Input/Output Parameters

  • --in-csv (str, required): Input CSV/TSV of features (plain text or gzipped).
  • --out-csv (str, required): Output filtered CSV/TSV; gzipped.
  • --out-record (str): Optional TSV with feature and filtering reason per feature.
  • --csv-colname-feature-name (str): Feature column name in the input file (default: gene).
  • --csv-delim (str): Field delimiter for the input (applies to output as well; default: \t).
  • --chunksize (int): Chunk size for streaming reads (default: 50000).
  • --log (flag): Write logs to feature_filtering.log next to outputs.

Filters Parameters

List Filters Parameters

  • --include-feature-list (str): Path to a file with feature names to include.
  • --exclude-feature-list (str): Path to a file with feature names to exclude.

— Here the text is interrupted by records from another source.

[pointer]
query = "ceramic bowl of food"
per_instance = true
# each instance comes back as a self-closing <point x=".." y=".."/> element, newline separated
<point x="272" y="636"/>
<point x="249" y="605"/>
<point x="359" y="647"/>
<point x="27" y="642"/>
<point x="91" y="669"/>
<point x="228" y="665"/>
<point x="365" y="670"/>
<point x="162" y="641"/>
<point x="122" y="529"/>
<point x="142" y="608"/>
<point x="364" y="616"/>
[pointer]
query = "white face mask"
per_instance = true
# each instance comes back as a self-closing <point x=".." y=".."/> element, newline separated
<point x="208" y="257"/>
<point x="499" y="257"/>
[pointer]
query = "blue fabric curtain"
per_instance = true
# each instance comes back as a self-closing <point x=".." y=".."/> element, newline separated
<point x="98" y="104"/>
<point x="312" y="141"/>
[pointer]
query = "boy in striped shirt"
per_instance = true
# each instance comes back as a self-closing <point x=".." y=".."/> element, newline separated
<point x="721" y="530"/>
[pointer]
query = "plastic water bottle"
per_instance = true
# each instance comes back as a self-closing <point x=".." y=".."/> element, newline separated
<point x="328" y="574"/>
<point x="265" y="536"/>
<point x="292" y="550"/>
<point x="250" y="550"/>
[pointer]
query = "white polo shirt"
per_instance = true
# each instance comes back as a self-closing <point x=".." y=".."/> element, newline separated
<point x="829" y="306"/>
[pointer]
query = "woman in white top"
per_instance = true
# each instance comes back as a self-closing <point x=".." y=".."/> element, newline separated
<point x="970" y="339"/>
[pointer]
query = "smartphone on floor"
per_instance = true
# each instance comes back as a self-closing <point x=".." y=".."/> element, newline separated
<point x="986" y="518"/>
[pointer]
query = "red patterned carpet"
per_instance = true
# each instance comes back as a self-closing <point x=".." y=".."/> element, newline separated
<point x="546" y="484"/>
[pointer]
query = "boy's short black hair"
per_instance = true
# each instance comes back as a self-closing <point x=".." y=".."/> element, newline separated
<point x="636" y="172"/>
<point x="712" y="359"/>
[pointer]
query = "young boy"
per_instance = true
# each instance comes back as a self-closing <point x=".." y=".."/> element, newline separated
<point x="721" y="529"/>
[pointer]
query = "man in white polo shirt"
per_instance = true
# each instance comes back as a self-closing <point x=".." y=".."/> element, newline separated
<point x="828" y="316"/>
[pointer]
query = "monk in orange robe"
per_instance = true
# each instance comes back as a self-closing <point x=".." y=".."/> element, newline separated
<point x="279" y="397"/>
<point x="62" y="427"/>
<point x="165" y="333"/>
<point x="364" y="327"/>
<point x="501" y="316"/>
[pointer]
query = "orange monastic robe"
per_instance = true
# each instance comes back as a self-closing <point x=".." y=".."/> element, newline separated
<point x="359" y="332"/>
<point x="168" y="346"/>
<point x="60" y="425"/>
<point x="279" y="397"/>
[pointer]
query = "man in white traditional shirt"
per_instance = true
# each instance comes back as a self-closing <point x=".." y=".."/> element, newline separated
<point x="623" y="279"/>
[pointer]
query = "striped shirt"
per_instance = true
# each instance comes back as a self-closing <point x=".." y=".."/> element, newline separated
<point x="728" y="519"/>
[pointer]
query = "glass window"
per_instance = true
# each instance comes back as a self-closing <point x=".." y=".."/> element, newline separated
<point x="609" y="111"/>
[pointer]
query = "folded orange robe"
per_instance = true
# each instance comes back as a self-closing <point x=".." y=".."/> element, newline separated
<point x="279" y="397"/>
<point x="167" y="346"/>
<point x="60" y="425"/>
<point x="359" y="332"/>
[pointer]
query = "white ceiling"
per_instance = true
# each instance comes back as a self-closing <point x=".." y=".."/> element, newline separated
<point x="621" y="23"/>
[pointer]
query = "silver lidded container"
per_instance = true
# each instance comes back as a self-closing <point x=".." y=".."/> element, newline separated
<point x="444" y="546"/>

Substring Filters Parameters

  • --include-feature-substr (str): Include features containing the substring.
  • --exclude-feature-substr (str): Exclude features containing the substring.

Regex Filters Parameters

  • --include-feature-regex (str): Include features matching the regex.
  • --exclude-feature-regex (str): Exclude features matching the regex.

Type Filters Parameters

Reference file columns (name vs. index)

If the reference file has a header row, specify the feature-name and feature-type columns with --feature-type-ref-colname-*; otherwise, use the 0-based index flags --feature-type-ref-colidx-*.

  • --include-feature-type-regex (str): Include by feature type (e.g., ^protein_coding$).
  • --feature-type-ref (str): Reference file with feature name and type columns.
  • --feature-type-ref-delim (str): Delimiter for the reference file (default: \t).
  • --feature-type-ref-colname-name (str): Column name for feature name.
  • --feature-type-ref-colname-type (str): Column name for feature type.
  • --feature-type-ref-colidx-name (int): 0-based column index for feature name.
  • --feature-type-ref-colidx-type (int): 0-based column index for feature type.

Outputs

A CSV/TSV file contains the remaining features.

If --out-record is set, a TSV mapping each feature to a filtering reason; empty when a feature is kept.